Raporda, Türk dış politikasındaki değişimi basite indirgeyerek "Orta Doğululaşma" teziyle açıklamanın "safça bir yaklaşım" olduğu dile getirilerek "Ankara kaygan stratejik çevresini istikrara kavuşturmak ve her an yangın yerine dönmeye müsait bölgesindeki olumsuz gelişmelerin iç istikrarını olumsuz etkilemesini engellemek istiyor. Pragmatik olan AK Parti liderleri bölgesel istikrarı, ekonomik ve siyasi açıdan kazan-kazan yaklaşımıyla görüyor. Ankara için istikrarlı bir Orta Doğu, güvenli jeopolitik çevre ve Avrupa'dan talebin gerilediği küresel kriz döneminde Türk malları için değerli bir pazar anlamına geliyor" denildi.

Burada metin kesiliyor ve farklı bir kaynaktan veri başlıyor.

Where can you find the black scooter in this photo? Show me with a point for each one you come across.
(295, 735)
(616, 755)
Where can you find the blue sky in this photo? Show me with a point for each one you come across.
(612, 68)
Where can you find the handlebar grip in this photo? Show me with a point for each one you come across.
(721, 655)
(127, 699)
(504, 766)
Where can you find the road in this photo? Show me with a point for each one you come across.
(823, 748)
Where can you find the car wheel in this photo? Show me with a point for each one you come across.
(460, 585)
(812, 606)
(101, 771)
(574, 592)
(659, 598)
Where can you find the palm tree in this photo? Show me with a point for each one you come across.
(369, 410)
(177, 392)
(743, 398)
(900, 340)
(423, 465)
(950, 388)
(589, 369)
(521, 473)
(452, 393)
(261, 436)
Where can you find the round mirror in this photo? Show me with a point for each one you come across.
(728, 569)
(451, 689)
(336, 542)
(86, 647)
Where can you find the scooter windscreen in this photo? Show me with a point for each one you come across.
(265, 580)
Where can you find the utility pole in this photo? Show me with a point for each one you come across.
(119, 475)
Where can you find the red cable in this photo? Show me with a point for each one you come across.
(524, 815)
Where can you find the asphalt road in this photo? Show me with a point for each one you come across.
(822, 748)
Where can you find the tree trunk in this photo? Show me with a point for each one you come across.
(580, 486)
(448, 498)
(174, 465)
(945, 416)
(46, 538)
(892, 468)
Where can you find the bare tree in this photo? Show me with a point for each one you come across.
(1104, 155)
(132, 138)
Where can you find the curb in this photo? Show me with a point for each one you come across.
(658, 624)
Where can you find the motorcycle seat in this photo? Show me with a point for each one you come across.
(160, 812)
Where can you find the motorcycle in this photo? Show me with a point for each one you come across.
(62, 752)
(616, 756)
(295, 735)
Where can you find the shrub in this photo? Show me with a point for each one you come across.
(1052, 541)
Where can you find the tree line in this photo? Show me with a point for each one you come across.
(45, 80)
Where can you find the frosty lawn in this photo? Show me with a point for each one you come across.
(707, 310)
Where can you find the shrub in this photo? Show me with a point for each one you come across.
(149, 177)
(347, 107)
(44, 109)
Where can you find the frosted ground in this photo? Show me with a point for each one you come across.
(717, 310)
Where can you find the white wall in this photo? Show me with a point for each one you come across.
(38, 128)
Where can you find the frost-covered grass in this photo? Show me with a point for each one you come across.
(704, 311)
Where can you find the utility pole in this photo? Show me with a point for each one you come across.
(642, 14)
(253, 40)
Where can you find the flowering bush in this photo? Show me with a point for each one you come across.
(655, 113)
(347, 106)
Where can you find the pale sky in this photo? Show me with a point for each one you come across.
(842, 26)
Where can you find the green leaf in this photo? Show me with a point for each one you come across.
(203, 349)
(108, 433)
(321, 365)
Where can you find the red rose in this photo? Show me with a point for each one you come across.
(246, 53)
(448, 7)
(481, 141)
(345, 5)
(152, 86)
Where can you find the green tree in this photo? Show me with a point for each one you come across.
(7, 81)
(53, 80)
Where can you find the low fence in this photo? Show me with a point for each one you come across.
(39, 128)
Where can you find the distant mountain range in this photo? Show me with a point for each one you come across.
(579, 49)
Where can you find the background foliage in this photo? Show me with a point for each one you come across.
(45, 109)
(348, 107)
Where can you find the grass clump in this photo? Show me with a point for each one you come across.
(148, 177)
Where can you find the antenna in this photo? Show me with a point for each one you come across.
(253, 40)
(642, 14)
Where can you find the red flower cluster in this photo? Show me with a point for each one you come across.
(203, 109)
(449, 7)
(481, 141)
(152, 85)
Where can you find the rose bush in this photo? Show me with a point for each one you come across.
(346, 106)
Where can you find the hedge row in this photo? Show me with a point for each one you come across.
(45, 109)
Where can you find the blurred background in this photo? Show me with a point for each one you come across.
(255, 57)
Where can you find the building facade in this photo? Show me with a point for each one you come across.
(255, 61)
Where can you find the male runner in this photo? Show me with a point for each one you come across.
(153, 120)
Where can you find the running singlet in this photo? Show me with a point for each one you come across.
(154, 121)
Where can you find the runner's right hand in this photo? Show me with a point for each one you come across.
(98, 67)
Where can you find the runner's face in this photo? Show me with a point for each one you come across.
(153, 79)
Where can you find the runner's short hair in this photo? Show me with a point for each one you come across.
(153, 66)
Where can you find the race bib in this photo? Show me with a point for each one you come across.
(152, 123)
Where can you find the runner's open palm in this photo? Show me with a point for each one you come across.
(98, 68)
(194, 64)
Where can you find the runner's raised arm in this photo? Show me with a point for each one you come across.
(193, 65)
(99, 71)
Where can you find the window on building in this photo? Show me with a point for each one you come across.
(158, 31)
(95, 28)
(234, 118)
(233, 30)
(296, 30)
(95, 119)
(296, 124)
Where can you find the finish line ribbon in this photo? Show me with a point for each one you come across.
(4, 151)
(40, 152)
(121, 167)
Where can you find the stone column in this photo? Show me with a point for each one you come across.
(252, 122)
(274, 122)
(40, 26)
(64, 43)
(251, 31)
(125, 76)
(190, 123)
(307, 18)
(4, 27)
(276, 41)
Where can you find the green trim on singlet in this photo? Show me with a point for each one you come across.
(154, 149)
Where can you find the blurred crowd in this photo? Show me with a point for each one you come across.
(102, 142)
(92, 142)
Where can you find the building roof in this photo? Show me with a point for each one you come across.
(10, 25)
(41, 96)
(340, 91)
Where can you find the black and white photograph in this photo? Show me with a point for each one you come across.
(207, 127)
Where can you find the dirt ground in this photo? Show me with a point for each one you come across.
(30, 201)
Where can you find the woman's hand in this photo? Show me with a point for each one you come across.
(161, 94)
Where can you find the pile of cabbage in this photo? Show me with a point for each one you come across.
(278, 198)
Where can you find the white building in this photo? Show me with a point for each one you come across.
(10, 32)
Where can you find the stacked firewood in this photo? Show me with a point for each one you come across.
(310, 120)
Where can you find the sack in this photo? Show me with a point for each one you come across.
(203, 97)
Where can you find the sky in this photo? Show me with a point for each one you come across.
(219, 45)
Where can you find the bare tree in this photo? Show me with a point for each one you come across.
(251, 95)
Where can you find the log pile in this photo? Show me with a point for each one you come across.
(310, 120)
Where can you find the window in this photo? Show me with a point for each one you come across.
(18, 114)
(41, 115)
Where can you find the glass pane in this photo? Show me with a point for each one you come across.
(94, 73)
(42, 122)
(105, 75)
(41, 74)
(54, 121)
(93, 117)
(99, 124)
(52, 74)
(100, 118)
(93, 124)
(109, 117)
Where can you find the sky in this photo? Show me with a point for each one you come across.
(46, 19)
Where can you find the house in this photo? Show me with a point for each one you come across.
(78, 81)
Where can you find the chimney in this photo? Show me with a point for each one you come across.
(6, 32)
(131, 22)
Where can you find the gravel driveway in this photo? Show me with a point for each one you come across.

Raporda, yeni Ankara'yı anlamak için Kafkaslar'daki diplomatik girişimlerinin de çok yakından izlenmesi gereğine değinilerek Karadeniz ve Hazar Denizi arasındaki dağlık bölgenin, bölgesel aktör Türkiye açısından "son derece büyük jeopolitik önem taşıdığı" vurgulandı.
"Türkiye'yi Orta Asya'daki enerji zengini ve Türk kökenli uluslara bağlayan stratejik bir koridor olan Kafkasya'da" Ermenistan, Azerbaycan ve Türkiye arasındaki sorunları çözmek için "büyük pazarlığı" başlatan Ankara'nın, bunu başarması halinde, "bölgenin jeopolitik ve jeoekonomik dengelerini bütünüyle değiştireceği ve belirgin şekilde stratejik olarak kazançlı çıkacağı" kaydedildi.
-BATI YENİ TÜRKİYE'YE ALIŞMAKTA ZORLANACAK"
Finlandiya Dış Politika Enstitüsü'nün Türkiye analizinde, "Bugünün Türkiyesi dünyanın 17'nci büyük ekonomisi, G20 üyesi ve BM Güvenlik Konseyi üyesi. Özetle bugünün Türkiyesi, stratejik bağımsızlıkta tüm Cumhuriyet geçmişinin en yüksek noktasına ulaştı. Kendine daha fazla güveniyor ve daha iddialı" tespiti yapıldı.
Analizde, Batı'nın, sağlanan dönüşümle ortaya çıkan bu yeni Türkiye'ye "alışmakta zorlanacağı" ifade edildi.